Shared Zones¶
Shared zones allow sharing a particular zone across tenants. This is useful in cases when records for one zone should be managed by multiple projects. For example when a Designate zone is assigned to a shared network in Neutron.
Zone shares have the following properties:
Quotas will be enforced against the zone owner.
Projects that a zone is shared with can only manage recordsets created or owned by the project.
Zone owners can see, modify, and remove recordsets created by another project.
Projects that a zone is shared with cannot see or modify the attributes of the zone.
Zones that have shares cannot be deleted without removing the shares or using the delete-shares modifier.
Projects that a zone is shared with cannot create sub-zones.
How to Share a Zone With Another Project¶
Create a zone to share:
$ openstack zone create example.com. --email admin@example.com
+----------------+--------------------------------------+
| Field | Value |
+----------------+--------------------------------------+
| action | CREATE |
| email | admin@example.com |
| id | 92b2214f-8a57-4ed3-95f0-a64099f3b516 |
| name | example.com. |
| pool_id | 794ccc2c-d751-44fe-b57f-8894c9f5c842 |
| project_id | 804806ad94364aecb0f9ae86ad653055 |
| serial | 1596186919 |
| status | PENDING |
| ttl | 3600 |
| type | PRIMARY |
+----------------+--------------------------------------+
Share the zone using the openstack zone share create command (in this example, the ID of the project we want to share with is 356df8e6c7564b5bb107f5de26cdb8ea):
$ openstack zone share create example.com. 356df8e6c7564b5bb107f5de26cdb8ea
+-------------------+--------------------------------------+
| Field | Value |
+-------------------+--------------------------------------+
| created_at | 2023-01-30T23:17:44.000000 |
| id | 77e4d5b9-2057-4be7-8cf0-9f84ef0efec1 |
| project_id | 804806ad94364aecb0f9ae86ad653055 |
| target_project_id | 356df8e6c7564b5bb107f5de26cdb8ea |
| updated_at | None |
| zone_id | 92b2214f-8a57-4ed3-95f0-a64099f3b516 |
+-------------------+--------------------------------------+
Project 356df8e6c7564b5bb107f5de26cdb8ea now has access to zone 92b2214f-8a57-4ed3-95f0-a64099f3b516 and can manage recordsets in the zone.

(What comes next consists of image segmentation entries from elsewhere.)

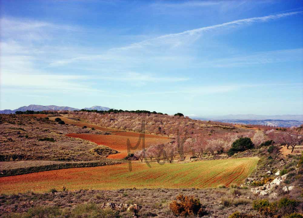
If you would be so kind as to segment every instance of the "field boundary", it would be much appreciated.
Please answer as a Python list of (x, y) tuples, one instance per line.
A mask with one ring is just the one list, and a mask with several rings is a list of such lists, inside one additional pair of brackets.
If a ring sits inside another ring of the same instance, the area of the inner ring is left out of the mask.
[(98, 162), (60, 163), (57, 164), (3, 170), (0, 171), (0, 177), (22, 175), (34, 172), (38, 172), (63, 169), (103, 166), (104, 166), (119, 164), (121, 163), (121, 162), (111, 161), (110, 159)]

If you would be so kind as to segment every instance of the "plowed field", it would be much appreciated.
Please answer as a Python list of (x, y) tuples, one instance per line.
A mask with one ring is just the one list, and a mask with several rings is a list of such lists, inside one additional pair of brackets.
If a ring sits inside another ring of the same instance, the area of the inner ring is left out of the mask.
[[(98, 145), (107, 146), (121, 152), (114, 155), (111, 155), (108, 158), (121, 158), (127, 155), (127, 145), (126, 142), (129, 139), (131, 145), (135, 148), (139, 139), (139, 134), (129, 132), (117, 133), (116, 135), (96, 135), (92, 134), (77, 134), (71, 133), (66, 135), (67, 136), (80, 138), (95, 142)], [(145, 135), (145, 148), (148, 148), (153, 145), (158, 145), (166, 143), (170, 140), (167, 137), (157, 137), (155, 135)], [(142, 140), (139, 145), (135, 149), (132, 149), (132, 153), (135, 150), (142, 149)]]
[(80, 189), (182, 188), (216, 187), (239, 184), (255, 168), (256, 158), (195, 161), (160, 165), (132, 163), (95, 167), (73, 168), (0, 178), (0, 193), (45, 191), (64, 186)]

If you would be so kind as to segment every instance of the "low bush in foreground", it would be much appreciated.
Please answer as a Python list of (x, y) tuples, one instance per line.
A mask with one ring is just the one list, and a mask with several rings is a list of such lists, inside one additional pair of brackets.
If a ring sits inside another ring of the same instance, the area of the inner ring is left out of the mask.
[(59, 121), (61, 121), (62, 120), (58, 117), (57, 117), (55, 119), (55, 121), (56, 122), (59, 122)]
[(39, 138), (38, 140), (38, 141), (50, 141), (52, 142), (53, 142), (54, 141), (55, 141), (55, 140), (54, 139), (54, 138), (49, 138), (48, 137), (45, 137), (44, 138)]
[(179, 195), (176, 200), (169, 204), (169, 208), (177, 216), (187, 216), (195, 215), (201, 217), (207, 214), (199, 199), (195, 199), (193, 196)]
[(61, 125), (64, 125), (65, 124), (65, 122), (63, 121), (63, 120), (61, 120), (58, 122), (58, 123), (59, 124), (61, 124)]
[(252, 209), (258, 213), (258, 215), (245, 214), (238, 212), (230, 215), (229, 218), (251, 218), (258, 217), (264, 218), (303, 218), (303, 215), (297, 213), (303, 206), (302, 203), (287, 198), (270, 202), (263, 199), (254, 201)]

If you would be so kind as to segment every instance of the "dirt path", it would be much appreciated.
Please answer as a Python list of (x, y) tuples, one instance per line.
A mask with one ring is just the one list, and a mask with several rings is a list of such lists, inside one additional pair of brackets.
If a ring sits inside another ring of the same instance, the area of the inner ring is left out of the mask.
[(286, 146), (281, 146), (280, 151), (285, 156), (286, 156), (288, 155), (301, 155), (301, 152), (303, 152), (303, 145), (296, 146), (295, 147), (294, 152), (292, 153), (291, 153), (291, 148), (290, 146), (288, 149), (287, 149), (287, 147)]

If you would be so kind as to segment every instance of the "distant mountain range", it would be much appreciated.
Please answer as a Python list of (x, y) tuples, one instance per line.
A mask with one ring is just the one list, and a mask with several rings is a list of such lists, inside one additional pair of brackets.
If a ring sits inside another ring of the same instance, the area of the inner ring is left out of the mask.
[[(264, 125), (284, 127), (299, 126), (303, 124), (303, 115), (302, 115), (287, 114), (268, 116), (255, 114), (229, 114), (226, 116), (211, 118), (194, 117), (193, 116), (191, 117), (191, 118), (201, 120), (211, 120), (244, 125)], [(241, 119), (241, 118), (242, 118)]]
[[(108, 111), (111, 108), (102, 106), (93, 106), (91, 107), (85, 107), (83, 109), (88, 110), (96, 110), (98, 111)], [(0, 114), (15, 114), (16, 111), (80, 111), (81, 109), (71, 107), (65, 106), (47, 105), (44, 106), (37, 104), (30, 104), (28, 106), (23, 106), (14, 110), (4, 110), (0, 111)]]
[(219, 120), (298, 120), (303, 121), (303, 114), (283, 114), (282, 115), (259, 115), (255, 114), (232, 114), (216, 116), (208, 116), (207, 117), (199, 117), (198, 116), (189, 115), (191, 118), (200, 119)]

Using credentials for project 356df8e6c7564b5bb107f5de26cdb8ea, we can create a recordset for www.example.com.:
$ openstack recordset create --type A --record 192.0.2.1 example.com. www
+-------------+--------------------------------------+
| Field | Value |
+-------------+--------------------------------------+
| action | CREATE |
| created_at | 2023-01-30T23:28:05.000000 |
| description | None |
| id | aff3e00a-9e5c-4cfa-9650-65196f73418b |
| name | www.example.com. |
| project_id | 356df8e6c7564b5bb107f5de26cdb8ea |
| records | 192.0.2.1 |
| status | PENDING |
| ttl | None |
| type | A |
| updated_at | None |
| version | 1 |
| zone_id | 92b2214f-8a57-4ed3-95f0-a64099f3b516 |
| zone_name | example.com. |
+-------------+--------------------------------------+
How to List All of the Projects Sharing a Zone¶
You can list all of the zone shares for a zone with the openstack zone share list command:
$ openstack zone share list example.com.
+-----------------------+-----------------------+-------------------------+
| id | zone_id | target_project_id |
+-----------------------+-----------------------+-------------------------+
| 77e4d5b9-2057-4be7- | 92b2214f-8a57-4ed3- | 356df8e6c7564b5bb107f5d |
| 8cf0-9f84ef0efec1 | 95f0-a64099f3b516 | e26cdb8ea |
+-----------------------+-----------------------+-------------------------+
How To Remove a Zone Share¶
To stop sharing a zone with a project, you can use the openstack zone share delete command:
$ openstack zone share delete example.com. 77e4d5b9-2057-4be7-8cf0-9f84ef0efec1
A zone cannot be unshared in the following cases:
Zone has recordsets in other projects.